消費税がかからない課税取引が輸出免税取引なのです。
(生徒)だから分母と分子の両方に入るのですね。わかりました。
(Dr.K)それでは、具体的にお話しましょう。
課税売上高が5億円以下で、かつ、課税売上割合が95%以上であれば全額控除してもよろしいでしょう。

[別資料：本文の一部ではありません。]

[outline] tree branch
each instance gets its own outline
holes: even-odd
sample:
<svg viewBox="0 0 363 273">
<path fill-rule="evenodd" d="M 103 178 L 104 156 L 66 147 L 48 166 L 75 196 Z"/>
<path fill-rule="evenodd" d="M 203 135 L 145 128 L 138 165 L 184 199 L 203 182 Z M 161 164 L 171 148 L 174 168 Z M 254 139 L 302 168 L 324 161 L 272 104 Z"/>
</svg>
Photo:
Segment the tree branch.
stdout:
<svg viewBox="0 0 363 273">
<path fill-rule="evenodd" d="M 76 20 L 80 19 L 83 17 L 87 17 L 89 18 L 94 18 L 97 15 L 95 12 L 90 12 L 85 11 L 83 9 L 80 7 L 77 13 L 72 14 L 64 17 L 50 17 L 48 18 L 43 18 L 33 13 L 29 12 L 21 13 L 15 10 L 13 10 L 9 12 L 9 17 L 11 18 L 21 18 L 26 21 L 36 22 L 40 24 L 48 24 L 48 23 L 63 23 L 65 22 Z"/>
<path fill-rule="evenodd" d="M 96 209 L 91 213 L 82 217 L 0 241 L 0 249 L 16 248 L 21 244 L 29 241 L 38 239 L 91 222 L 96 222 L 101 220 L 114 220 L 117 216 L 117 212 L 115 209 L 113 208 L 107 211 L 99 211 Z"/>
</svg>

問題は控除対象外消費税額が資産の場合に発生することがあります。
即ち課税売上割合が80%未満である課税期間中に購入した固定資産で、控除対象外消費税額等の金額が20万円以上の場合が要注意なのです。
(生徒)と言いますと?
(Dr.K)控除対象外消費税額等の金額が20万円以上とは、例えば、課税売上割合が40%、500万円の固定資産を購入したときは、
500万円×8%=40万円(=消費税額)
40万円×40%=16万円(=控除対象消費税額、
その事業年度の損金の額に算入できます)
40万円×60%=24万円(=控除対象外消費税額)
24万円≧20万円←控除対象外消費税額等の金額が20万円以上のため、その事業年度の損金の額に算入できません。
この場合控除対象外消費税額等を「繰延消費税額等」として資産計上し、その金額を60か月に分割し、その事業年度の月数に相当する額を損金の額に算入します。(資産計上した最初の事業年度は、さらにその2分の1相当の金額だけを損金の額に算入します)
棚卸資産の場合は購入時に損金経理できますので注意して下さい。
(生徒)他に注意することはありませんか?
(Dr.K)そうそう資産以外の経費等は全額その事業年度の損金の額に算入します。
ただし、法人税での交際費等に該当するものについては、消費税と別の税金ですので法人税の申告書上では、「交際費等に係る控除対象外消費税の額」として別に加算計上することもありますよ。注意して下さい。